Staying alert for all that time wasn’t easy. “I believe I fell asleep for a few seconds at one point, but otherwise we all stayed awake, sustained by supplies of coffee and sandwiches.”

The images and data coming back from the Moon from this and other missions offered new possibilities to a young researcher like Lionel.

“We saw things on the images that looked like the edges of lava flows from ancient volcanos, and it gradually became more and more obvious that’s what they were

“My degree was in physics and I had no background in geology so I went to see George Walker, a British volcanologist. I told him that we’d seen these things that might be lava flows, and that in the Moon’s low gravity with no atmosphere they should be different from the flows on earth. I asked if he could point me to a paper that would give me some information on the physics of lava flows, and he said ‘no, nobody has ever worked on that, you wouldn’t be interested would you?’ In the space of three minutes my entire career changed direction.”

Lionel spent much of the next 50 years building models of volcanic activity, both in space and on earth.

A year after the broadcast Lionel and all his colleagues from the University of London Observatory moved to Lancaster University to form the Lancaster Planetary Science Group.

“We became involved in NASA's lunar sample analysis programme, and we had some lunar rocks and dust on campus for a few months, making measurements of their thermal and light-scattering properties.”

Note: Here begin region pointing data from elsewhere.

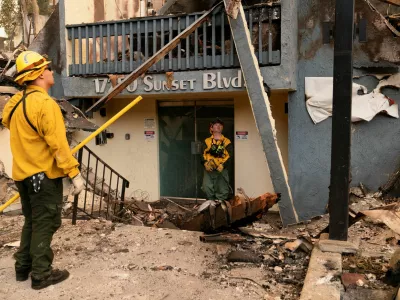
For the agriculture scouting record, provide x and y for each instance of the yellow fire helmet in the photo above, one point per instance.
(29, 66)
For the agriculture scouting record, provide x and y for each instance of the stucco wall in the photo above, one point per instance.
(5, 151)
(375, 145)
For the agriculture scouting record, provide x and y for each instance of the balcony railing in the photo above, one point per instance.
(119, 47)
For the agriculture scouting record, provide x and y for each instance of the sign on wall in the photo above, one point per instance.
(209, 81)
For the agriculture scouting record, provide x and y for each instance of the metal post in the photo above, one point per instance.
(341, 121)
(76, 197)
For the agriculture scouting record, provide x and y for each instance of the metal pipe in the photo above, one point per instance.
(86, 140)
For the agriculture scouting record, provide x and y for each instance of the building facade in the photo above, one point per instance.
(155, 145)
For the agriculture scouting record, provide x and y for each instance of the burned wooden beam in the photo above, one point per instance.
(394, 2)
(341, 121)
(152, 60)
(238, 209)
(262, 114)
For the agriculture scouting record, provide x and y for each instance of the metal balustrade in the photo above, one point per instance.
(119, 47)
(104, 192)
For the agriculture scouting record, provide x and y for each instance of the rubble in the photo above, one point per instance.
(353, 279)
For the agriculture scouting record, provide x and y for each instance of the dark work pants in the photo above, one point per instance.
(216, 185)
(42, 212)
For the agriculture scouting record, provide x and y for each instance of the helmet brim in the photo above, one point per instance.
(20, 76)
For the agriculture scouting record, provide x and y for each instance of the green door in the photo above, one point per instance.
(183, 128)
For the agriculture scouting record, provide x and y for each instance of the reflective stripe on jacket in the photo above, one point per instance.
(44, 151)
(226, 154)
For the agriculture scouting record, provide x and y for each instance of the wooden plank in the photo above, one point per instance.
(262, 114)
(152, 60)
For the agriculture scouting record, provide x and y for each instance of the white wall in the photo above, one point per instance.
(251, 167)
(5, 150)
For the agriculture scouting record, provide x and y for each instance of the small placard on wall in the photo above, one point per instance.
(149, 123)
(242, 135)
(149, 135)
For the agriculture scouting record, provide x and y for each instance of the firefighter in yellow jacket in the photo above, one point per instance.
(41, 158)
(217, 154)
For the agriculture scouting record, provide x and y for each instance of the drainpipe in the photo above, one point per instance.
(341, 120)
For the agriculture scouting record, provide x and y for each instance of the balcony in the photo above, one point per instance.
(119, 47)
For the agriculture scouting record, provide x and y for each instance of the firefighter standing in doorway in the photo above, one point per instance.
(41, 158)
(217, 154)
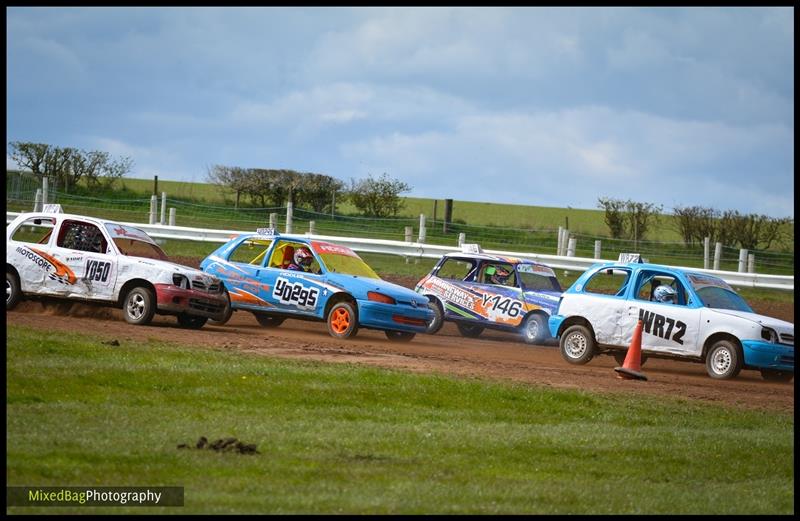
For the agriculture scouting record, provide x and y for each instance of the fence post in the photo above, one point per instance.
(742, 260)
(153, 208)
(571, 248)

In 1974 he was invited to take part in the analysis of data from the Mariner 10 mission to Mercury, and was then asked to be a visiting professor at both Brown and Hawai’i universities in America, which have close links with NASA. Since then he has been involved in the post-mission analysis programmes of every NASA mission to the silicate planets - Mercury, Venus, Earth, our Moon, Mars, and Jupiter's satellite Io - all of which either have had, or currently have, volcanic activity.

“People like me get captivated by other planets but our research has an enormous number of spin offs as well,” Lionel explains.

“My interest in volcanoes in places with less gravity made me go right back to the basic physics of volcanoes. That has led to detailed models of volcanic activity on the Earth, which has increased our knowledge of how high an eruption cloud will go into the atmosphere, and how far and fast lava flows will travel.

“It means we can observe an eruption for a few hours and then predict how far the lava will go and give reliable warnings of whether people need to be evacuated. All of that has come out of getting back to basic physics, prompted by having the planetary experience.”

Although theoretically retired, Lionel is still actively researching, spending a couple of months a year in America, and is again focussing on his first interest.

“The Moon is back at the centre of our attention now. Over last five years there have been more and more missions to the Moon. The quality of the images coming back is fantastic, in particular the American Lunar Reconnaissance Orbiter spacecraft which is sending back images with better than 1 metre resolution. This enormous stream of data means I’ve done nothing but work on the Moon for last 18 months.”